Debugging RTOS Systems Without Losing Your Mind
Ever found yourself staring at an oscilloscope at 3 AM, questioning every life decision that led you to where you are now? Yeah, me too. Let me tell you about the time my self-balancing robot decided it has had enough of my shenanigans and filed for divorce.
The Scene of the Crime
There I was, watching my creation maintain its balance with all the grace of the robot gods, when suddenly one of the motor drivers decided it had accomplished enough in its career and quietly resigned. No two-week notice, no farewell party - just straight-up ghosted me mid-operation. Not ideal when your robot's entire existence depends on, you know, both motor drivers working.

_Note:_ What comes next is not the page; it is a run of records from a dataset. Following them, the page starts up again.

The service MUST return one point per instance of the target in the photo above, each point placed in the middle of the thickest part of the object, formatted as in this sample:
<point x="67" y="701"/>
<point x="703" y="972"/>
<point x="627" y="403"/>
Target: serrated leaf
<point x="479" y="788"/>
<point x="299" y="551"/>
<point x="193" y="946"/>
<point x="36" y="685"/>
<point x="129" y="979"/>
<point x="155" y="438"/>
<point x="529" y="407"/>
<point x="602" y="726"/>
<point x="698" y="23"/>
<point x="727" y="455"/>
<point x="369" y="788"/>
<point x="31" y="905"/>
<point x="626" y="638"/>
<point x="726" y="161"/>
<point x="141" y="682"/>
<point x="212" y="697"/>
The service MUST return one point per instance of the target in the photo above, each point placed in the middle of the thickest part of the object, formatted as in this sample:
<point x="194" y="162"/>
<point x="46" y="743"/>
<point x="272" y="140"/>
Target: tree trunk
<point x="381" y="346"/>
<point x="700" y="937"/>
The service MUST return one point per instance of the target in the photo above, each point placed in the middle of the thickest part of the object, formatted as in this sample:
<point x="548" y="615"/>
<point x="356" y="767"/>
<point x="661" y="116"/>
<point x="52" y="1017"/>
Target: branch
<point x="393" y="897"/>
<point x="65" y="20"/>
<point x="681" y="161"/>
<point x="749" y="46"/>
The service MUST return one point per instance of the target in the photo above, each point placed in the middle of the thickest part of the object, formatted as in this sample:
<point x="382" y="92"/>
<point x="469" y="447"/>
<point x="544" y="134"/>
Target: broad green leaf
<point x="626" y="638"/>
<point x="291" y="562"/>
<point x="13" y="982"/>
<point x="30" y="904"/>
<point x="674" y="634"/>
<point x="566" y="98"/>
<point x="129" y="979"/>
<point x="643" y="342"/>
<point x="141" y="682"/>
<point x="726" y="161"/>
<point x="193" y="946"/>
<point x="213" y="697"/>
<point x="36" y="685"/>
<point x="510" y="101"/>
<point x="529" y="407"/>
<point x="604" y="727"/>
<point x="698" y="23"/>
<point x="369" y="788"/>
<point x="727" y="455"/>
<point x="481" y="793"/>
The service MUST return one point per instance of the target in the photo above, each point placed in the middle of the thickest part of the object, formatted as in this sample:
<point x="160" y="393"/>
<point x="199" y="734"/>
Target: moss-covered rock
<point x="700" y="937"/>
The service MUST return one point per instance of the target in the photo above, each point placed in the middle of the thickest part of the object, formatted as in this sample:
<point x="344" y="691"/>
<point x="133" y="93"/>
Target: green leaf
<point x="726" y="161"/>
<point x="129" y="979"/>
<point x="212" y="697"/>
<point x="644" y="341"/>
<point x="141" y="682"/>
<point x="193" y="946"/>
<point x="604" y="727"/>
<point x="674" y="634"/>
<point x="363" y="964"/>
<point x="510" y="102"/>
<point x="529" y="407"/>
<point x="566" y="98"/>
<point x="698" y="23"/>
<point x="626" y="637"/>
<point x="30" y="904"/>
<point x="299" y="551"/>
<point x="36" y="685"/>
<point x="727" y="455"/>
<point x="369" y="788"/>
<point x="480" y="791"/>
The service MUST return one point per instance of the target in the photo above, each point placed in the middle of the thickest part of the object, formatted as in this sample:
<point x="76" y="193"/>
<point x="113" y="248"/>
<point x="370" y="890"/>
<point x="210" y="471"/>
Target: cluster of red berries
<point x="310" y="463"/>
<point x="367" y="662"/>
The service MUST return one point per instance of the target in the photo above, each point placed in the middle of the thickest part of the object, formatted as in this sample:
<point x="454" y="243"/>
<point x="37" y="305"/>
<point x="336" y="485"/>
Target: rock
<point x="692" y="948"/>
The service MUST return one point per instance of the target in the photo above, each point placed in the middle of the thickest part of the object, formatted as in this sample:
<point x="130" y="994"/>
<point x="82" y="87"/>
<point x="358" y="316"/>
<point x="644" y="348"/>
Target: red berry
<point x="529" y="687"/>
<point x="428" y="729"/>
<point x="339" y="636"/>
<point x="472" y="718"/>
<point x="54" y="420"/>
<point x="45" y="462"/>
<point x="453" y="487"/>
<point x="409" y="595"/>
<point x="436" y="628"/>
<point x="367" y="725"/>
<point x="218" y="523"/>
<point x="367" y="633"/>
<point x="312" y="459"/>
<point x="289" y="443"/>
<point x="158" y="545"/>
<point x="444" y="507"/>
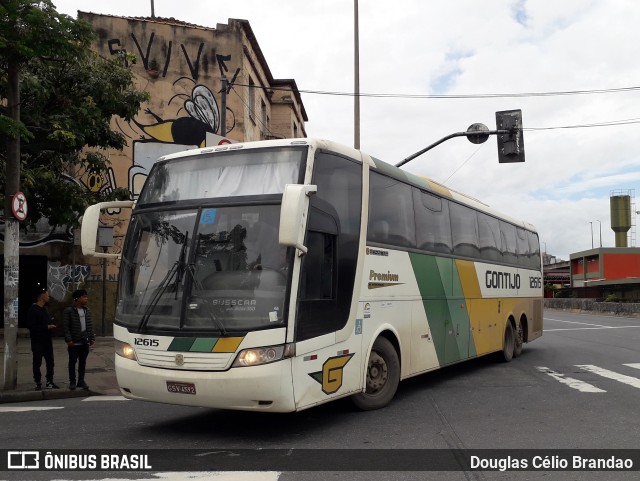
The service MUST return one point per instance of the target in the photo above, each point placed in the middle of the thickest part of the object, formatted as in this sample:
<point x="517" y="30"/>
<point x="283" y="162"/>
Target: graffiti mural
<point x="203" y="116"/>
<point x="184" y="116"/>
<point x="63" y="279"/>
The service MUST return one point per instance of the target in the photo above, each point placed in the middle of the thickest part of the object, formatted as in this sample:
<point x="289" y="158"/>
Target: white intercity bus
<point x="279" y="275"/>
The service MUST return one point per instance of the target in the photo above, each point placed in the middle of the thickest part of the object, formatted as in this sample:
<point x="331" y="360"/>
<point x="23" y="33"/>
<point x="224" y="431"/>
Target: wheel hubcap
<point x="377" y="373"/>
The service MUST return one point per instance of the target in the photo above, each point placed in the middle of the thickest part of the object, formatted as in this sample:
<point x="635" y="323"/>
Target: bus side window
<point x="524" y="255"/>
<point x="489" y="236"/>
<point x="433" y="228"/>
<point x="534" y="247"/>
<point x="509" y="242"/>
<point x="391" y="217"/>
<point x="464" y="229"/>
<point x="317" y="281"/>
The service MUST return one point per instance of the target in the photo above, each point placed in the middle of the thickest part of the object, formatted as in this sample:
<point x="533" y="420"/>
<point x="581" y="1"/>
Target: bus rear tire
<point x="518" y="340"/>
<point x="383" y="377"/>
<point x="509" y="343"/>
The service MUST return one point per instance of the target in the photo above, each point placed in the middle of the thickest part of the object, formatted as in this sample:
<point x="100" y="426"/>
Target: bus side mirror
<point x="89" y="226"/>
<point x="293" y="215"/>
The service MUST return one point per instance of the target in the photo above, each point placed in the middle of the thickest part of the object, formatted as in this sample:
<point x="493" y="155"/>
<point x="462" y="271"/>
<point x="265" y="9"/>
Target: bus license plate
<point x="181" y="387"/>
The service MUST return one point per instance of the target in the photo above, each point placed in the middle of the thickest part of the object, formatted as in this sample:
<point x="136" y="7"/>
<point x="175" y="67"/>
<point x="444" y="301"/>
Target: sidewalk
<point x="100" y="372"/>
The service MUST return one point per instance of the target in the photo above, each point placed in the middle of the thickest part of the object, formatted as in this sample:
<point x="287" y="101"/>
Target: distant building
<point x="606" y="270"/>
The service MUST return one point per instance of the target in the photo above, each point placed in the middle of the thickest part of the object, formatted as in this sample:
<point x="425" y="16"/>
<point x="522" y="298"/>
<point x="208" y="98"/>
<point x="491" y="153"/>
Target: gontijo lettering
<point x="502" y="280"/>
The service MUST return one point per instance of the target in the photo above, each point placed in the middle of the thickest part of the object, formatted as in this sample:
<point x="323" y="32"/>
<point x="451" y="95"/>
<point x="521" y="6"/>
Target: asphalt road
<point x="578" y="387"/>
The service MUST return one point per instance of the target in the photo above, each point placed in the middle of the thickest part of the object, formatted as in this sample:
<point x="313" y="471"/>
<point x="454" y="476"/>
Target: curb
<point x="44" y="395"/>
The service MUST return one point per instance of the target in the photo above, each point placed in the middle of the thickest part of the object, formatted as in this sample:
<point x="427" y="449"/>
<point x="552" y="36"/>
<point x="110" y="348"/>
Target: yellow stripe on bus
<point x="227" y="344"/>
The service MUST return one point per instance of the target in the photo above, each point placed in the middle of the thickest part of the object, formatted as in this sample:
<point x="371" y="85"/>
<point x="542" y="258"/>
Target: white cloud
<point x="462" y="47"/>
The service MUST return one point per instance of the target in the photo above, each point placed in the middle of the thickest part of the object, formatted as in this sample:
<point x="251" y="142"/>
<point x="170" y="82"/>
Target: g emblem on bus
<point x="332" y="372"/>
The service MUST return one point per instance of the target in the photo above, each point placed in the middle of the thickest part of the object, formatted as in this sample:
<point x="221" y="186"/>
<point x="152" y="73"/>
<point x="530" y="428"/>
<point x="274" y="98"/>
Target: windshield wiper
<point x="178" y="269"/>
<point x="206" y="302"/>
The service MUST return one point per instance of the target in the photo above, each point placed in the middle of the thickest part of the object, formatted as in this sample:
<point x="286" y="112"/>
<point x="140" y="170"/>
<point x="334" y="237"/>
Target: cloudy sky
<point x="571" y="66"/>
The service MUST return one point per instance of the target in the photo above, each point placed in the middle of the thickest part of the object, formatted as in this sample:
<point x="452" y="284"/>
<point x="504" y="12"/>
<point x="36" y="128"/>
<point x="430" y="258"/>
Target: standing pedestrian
<point x="78" y="333"/>
<point x="41" y="326"/>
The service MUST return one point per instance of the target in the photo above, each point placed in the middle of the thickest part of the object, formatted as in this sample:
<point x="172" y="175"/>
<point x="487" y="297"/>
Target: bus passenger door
<point x="322" y="369"/>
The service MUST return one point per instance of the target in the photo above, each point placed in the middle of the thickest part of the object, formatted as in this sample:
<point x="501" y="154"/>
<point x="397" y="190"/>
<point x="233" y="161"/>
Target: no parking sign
<point x="19" y="206"/>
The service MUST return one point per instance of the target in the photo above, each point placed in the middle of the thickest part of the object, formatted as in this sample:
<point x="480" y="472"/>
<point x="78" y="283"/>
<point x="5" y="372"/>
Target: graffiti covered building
<point x="207" y="86"/>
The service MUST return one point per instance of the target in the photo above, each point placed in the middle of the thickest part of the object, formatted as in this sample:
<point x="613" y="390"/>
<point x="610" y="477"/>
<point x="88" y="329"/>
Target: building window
<point x="252" y="99"/>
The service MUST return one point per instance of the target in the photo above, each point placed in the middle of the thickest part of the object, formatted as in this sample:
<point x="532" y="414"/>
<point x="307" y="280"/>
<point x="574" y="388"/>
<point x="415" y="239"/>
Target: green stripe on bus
<point x="204" y="344"/>
<point x="445" y="307"/>
<point x="181" y="344"/>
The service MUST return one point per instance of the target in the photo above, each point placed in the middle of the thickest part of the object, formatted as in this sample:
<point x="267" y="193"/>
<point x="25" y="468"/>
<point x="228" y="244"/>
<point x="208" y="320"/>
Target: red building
<point x="607" y="270"/>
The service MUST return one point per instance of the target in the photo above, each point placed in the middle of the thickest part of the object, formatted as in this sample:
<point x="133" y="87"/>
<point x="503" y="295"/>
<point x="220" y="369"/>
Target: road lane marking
<point x="22" y="409"/>
<point x="106" y="398"/>
<point x="573" y="322"/>
<point x="631" y="381"/>
<point x="589" y="328"/>
<point x="208" y="476"/>
<point x="569" y="381"/>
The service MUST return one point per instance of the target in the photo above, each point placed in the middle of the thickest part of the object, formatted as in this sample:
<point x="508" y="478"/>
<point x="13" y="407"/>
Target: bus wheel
<point x="509" y="343"/>
<point x="383" y="376"/>
<point x="518" y="340"/>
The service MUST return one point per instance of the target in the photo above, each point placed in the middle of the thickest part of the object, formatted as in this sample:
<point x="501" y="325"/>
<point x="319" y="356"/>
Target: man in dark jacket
<point x="40" y="325"/>
<point x="78" y="333"/>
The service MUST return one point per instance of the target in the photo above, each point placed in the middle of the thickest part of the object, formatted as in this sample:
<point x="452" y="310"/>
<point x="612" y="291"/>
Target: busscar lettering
<point x="502" y="280"/>
<point x="233" y="302"/>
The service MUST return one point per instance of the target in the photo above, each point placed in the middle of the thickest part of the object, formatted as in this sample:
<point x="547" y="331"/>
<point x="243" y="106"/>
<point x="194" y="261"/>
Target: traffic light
<point x="510" y="145"/>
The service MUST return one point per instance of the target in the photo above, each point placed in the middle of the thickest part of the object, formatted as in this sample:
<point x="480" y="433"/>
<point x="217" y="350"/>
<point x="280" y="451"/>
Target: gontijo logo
<point x="332" y="373"/>
<point x="23" y="460"/>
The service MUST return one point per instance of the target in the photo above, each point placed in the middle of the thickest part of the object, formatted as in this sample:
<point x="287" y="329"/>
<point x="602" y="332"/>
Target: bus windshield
<point x="224" y="174"/>
<point x="208" y="270"/>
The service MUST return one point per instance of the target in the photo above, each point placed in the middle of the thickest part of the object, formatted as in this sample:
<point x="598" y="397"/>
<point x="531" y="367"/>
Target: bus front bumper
<point x="267" y="387"/>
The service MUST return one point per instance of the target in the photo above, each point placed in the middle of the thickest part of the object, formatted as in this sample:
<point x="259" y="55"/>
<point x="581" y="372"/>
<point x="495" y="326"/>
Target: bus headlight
<point x="263" y="355"/>
<point x="125" y="350"/>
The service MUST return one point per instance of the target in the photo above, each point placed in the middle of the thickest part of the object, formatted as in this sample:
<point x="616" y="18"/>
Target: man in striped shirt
<point x="78" y="333"/>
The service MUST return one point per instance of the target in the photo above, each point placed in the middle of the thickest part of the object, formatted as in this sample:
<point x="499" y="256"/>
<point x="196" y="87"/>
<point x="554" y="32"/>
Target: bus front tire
<point x="383" y="377"/>
<point x="509" y="343"/>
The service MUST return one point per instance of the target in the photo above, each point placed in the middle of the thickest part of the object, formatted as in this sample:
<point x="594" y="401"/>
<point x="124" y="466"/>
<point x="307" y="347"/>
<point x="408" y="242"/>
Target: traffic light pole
<point x="477" y="137"/>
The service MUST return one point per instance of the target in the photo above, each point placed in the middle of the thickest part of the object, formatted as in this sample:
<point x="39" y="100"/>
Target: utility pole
<point x="223" y="102"/>
<point x="356" y="88"/>
<point x="11" y="236"/>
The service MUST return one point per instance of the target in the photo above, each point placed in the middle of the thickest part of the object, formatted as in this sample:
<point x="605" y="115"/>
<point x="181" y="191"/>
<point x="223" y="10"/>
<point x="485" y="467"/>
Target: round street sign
<point x="19" y="206"/>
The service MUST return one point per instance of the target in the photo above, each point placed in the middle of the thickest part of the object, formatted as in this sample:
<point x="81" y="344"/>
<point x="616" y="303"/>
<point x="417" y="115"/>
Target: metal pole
<point x="223" y="113"/>
<point x="356" y="87"/>
<point x="104" y="289"/>
<point x="450" y="136"/>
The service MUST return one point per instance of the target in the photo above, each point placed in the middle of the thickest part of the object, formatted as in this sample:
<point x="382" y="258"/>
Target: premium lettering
<point x="381" y="276"/>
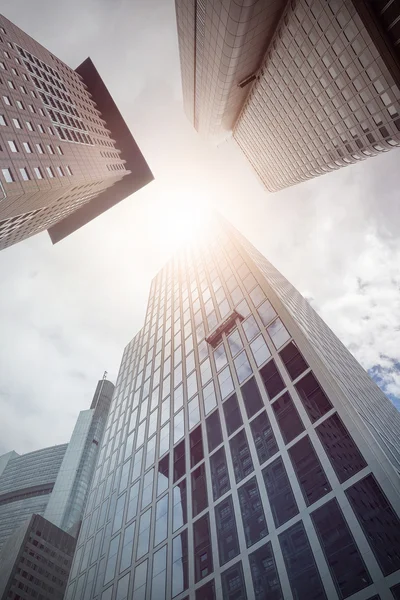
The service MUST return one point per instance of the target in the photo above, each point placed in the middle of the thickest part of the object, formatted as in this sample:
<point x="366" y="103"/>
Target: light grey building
<point x="304" y="86"/>
<point x="247" y="455"/>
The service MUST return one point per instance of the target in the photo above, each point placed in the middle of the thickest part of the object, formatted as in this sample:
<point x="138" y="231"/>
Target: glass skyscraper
<point x="247" y="455"/>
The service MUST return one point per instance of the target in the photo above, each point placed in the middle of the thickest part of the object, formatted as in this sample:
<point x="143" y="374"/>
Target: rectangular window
<point x="180" y="560"/>
<point x="265" y="574"/>
<point x="264" y="438"/>
<point x="378" y="520"/>
<point x="203" y="562"/>
<point x="199" y="490"/>
<point x="219" y="474"/>
<point x="345" y="562"/>
<point x="293" y="360"/>
<point x="253" y="517"/>
<point x="241" y="457"/>
<point x="310" y="474"/>
<point x="345" y="457"/>
<point x="313" y="397"/>
<point x="233" y="417"/>
<point x="287" y="417"/>
<point x="272" y="379"/>
<point x="214" y="432"/>
<point x="280" y="494"/>
<point x="228" y="544"/>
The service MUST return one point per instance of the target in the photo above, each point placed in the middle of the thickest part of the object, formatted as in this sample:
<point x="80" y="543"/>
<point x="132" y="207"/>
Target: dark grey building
<point x="247" y="455"/>
<point x="305" y="86"/>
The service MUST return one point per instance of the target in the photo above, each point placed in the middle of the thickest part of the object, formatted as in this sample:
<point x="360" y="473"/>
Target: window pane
<point x="233" y="417"/>
<point x="343" y="557"/>
<point x="264" y="439"/>
<point x="203" y="561"/>
<point x="287" y="417"/>
<point x="343" y="453"/>
<point x="214" y="433"/>
<point x="251" y="397"/>
<point x="280" y="495"/>
<point x="228" y="544"/>
<point x="379" y="522"/>
<point x="293" y="360"/>
<point x="272" y="379"/>
<point x="302" y="571"/>
<point x="241" y="458"/>
<point x="264" y="574"/>
<point x="219" y="474"/>
<point x="199" y="490"/>
<point x="314" y="399"/>
<point x="254" y="524"/>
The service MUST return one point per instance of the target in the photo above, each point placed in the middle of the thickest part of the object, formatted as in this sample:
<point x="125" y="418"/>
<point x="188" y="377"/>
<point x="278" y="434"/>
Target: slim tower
<point x="246" y="455"/>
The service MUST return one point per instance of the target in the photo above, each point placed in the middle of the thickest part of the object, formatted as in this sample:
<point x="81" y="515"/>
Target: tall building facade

The Traditional Debugging Approach (Or: How to Make Things Worse)
If you've been in this field long enough, you know the drill: scatter printf statements like breadcrumbs, set breakpoints like landmines, and pray to whatever deity oversees your day to day life operations. Spoiler alert: None of them answer when you're debugging RTOS timing issues.
Setting a breakpoint in an RTOS is like hitting pause during brain surgery - technically possible, but probably not your best move. Your carefully timed 5ms control loop suddenly stretches to 2 seconds, and your robot demonstrates its newfound passion for break dancing.
Enter SystemView: The Black Box Flight Recorder for RTOS
This is where Segger SystemView enters the picture, acting like a sophisticated surveillance system for your RTOS. It's like having a high-speed camera recording every task switch, interrupt, and questionable decision your system makes, all with as minimal a footprint as possible. Finally, a way to debug without inducing more bugs - revolutionary, I know.
Under the Hood: Real-Time Transfer (RTT)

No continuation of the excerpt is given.